Show me in the Bible where God has limited the types of revelations He gives to those things. She me where it says He no longer has either the power or the willingness to heal instantaneously. Why do some genuine believers still get healed instantaneously? Would you tell the person doing the ministering or the person receiving healing the healing wasn't genuine because it was instantaneous?
We don't see miraculous instant healing, we don't see dead people being resurrected,
Maybe you don't. Maybe I've only seen the former a few times. My wife may have witnessed the latter when she prayed for a fellow who wasn't breathing after a car accident in a crowd full of Muslims back before I met her.
All things are possible to him that believes. Do you believe that?

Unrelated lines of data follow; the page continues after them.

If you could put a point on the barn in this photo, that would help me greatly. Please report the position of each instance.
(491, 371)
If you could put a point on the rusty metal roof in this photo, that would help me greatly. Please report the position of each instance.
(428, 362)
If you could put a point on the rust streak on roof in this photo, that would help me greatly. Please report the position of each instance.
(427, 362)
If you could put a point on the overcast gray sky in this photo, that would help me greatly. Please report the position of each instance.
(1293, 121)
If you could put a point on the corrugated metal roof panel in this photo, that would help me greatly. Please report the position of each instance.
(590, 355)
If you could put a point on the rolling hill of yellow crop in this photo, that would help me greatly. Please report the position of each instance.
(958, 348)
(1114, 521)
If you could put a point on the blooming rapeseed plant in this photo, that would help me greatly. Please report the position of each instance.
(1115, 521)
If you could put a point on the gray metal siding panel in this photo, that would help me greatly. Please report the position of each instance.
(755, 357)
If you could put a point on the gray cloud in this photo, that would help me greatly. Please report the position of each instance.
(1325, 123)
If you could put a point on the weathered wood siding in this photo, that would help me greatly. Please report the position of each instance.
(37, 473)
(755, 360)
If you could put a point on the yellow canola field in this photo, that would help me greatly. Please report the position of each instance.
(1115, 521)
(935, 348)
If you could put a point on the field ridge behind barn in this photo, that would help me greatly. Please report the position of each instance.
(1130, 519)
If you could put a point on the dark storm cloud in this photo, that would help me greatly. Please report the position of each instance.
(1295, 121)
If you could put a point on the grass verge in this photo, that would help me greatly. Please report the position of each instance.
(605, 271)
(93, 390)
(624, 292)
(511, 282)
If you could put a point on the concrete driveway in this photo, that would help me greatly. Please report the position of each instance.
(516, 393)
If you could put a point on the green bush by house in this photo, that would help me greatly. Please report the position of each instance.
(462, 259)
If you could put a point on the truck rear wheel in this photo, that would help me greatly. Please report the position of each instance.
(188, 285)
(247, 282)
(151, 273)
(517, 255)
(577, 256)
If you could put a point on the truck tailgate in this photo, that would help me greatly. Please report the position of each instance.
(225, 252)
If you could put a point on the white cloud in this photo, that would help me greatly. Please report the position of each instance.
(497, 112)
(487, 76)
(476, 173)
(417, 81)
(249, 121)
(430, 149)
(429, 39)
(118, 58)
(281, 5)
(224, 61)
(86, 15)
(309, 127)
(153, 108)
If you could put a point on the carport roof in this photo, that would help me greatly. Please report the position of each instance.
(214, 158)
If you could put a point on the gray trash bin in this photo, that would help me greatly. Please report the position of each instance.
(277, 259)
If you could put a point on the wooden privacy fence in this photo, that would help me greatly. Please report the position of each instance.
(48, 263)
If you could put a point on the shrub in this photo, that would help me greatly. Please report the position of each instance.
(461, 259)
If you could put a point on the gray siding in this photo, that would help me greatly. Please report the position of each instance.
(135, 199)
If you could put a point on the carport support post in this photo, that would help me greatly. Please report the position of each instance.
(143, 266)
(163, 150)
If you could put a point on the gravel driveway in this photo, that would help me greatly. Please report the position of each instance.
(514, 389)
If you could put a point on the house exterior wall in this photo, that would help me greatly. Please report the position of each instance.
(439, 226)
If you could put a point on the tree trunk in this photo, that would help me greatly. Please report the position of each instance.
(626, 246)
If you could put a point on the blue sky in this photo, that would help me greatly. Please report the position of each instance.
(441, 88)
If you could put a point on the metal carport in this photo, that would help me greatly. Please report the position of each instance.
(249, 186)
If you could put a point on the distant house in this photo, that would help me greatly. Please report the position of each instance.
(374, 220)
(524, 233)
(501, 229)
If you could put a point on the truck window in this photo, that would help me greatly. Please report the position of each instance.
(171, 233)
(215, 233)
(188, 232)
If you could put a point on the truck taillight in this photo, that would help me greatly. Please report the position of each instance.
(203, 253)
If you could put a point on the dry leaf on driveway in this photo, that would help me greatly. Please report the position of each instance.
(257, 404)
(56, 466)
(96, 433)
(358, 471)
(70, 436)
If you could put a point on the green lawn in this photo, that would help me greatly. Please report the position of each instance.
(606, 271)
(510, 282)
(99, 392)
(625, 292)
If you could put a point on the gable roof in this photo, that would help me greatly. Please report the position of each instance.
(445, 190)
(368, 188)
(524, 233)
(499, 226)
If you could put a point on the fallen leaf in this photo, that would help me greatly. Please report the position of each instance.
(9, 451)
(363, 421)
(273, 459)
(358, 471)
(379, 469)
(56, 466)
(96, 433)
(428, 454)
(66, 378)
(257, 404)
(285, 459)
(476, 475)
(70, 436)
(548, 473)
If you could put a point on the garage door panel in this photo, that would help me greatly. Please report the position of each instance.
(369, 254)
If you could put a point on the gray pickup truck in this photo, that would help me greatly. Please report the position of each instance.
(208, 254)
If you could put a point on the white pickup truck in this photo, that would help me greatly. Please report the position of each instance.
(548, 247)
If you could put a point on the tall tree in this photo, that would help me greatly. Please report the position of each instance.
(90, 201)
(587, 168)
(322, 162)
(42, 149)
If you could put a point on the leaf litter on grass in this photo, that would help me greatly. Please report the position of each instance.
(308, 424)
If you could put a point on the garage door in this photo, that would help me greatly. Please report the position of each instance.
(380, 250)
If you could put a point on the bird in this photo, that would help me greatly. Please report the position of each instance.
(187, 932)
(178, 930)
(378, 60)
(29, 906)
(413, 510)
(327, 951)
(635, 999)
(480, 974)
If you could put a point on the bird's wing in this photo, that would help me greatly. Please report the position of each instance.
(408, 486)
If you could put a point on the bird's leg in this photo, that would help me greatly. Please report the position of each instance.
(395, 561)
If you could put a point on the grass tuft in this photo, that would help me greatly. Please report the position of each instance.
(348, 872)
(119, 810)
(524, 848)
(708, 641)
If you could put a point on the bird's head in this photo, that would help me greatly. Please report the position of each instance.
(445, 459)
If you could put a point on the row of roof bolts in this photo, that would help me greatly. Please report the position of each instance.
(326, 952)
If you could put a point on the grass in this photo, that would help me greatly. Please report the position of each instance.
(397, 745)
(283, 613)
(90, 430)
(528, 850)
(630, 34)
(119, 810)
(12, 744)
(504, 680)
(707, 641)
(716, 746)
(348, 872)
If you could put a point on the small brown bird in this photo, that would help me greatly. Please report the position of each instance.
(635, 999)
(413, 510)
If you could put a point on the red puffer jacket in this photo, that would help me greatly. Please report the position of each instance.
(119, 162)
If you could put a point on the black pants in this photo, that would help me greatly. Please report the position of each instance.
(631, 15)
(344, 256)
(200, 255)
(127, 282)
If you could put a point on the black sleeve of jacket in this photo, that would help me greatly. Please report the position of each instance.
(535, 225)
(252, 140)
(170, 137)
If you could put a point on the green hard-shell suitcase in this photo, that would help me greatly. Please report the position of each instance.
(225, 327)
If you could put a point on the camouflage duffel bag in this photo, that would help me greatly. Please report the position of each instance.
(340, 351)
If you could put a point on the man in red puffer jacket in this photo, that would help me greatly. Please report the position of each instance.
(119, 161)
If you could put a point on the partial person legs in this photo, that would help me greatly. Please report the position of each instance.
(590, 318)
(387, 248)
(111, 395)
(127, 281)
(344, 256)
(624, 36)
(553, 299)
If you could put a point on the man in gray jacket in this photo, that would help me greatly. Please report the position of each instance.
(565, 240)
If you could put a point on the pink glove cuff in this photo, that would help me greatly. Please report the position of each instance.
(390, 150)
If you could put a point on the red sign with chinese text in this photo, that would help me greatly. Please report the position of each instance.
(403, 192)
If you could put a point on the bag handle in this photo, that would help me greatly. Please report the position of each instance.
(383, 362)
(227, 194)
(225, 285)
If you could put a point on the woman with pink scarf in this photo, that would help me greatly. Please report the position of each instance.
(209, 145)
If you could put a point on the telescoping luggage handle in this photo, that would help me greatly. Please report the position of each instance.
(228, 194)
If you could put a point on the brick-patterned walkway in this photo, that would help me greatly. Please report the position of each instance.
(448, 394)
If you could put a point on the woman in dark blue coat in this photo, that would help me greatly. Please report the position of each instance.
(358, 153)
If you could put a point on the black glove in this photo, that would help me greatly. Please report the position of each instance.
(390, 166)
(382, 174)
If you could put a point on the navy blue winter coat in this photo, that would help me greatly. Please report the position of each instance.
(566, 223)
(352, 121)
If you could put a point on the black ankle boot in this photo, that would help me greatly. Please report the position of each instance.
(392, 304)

I think what we are seeing is familiar spirits working deception in the minds of those who refuse to see the truth. Their faith in God is based on this and this as a foundation is not stable.
There could be some of that. But there could have been some of that in the first century as well. What do you do when people DO pass the test that I John gives of testing the spirits to see if they are from God? What do you do of those who believe and confess that Christ came in the flesh or exercise these spiritual gifts? On what basis do you accuse them of having familiar spirits? Would that be the same basis you would use the judge the apostles of the same thing if you were living in the first century?
There are also those who don't believe what the Bible teaches about spiritual gifts and therefore reject them. Or they may have had a bad experience with people claiming to have a message from God, who, out of emotion, want to quench the Spirit and despise prophesyings, writing them off before they even hear or consider the message.
Why can't anyone in their churches tell the difference in real and fake?
I just think you have a limited set of experiences and treat them as if they are representative of reality. Some people have a gift of discernment of spirits.
Every forerunner of these types of churches has been debunked.
What is a forerunner of these types of churches? Are you talking about historical figures that zone has been talking about? I haven't addressed all of the articles. I just skim forums sometimes. The Parham article had some inaccuracies in it. Most Pentecostals don't identify with either Parham or Seymour. It's not a movement based on allegiance to certain historical figures. It isn't named after them or other leaders like Lutheranism or the Weslyan movement. I look at some of the statements, like Sanford being Parham's 'mentor'. Really? What is the evidence for that. Parham went with Sanford to an evangelistic crusade, did not like some things he saw, and went elsewhere.
What do you mean 'debunked'. If Parham believed in British Israelitism, does that mean nothing he did had any value? I could show you some quotes from Luther you would seriously disagree with, as would most Lutherans. I could also show you his rant against the Jews. Does that mean God did not use Martin Luther? Did Wesley's relationship with his wife mean he did nothing useful? Have you ever sinned or had a wrong idea on some issue.
It is ironic how readily some of the posters and the sources they quote will call the views of others 'heresies' when they are defending a divisive position which contradicts scripture and leads believers to disobey the commandments of the Lord when it comes to spiritual gifts.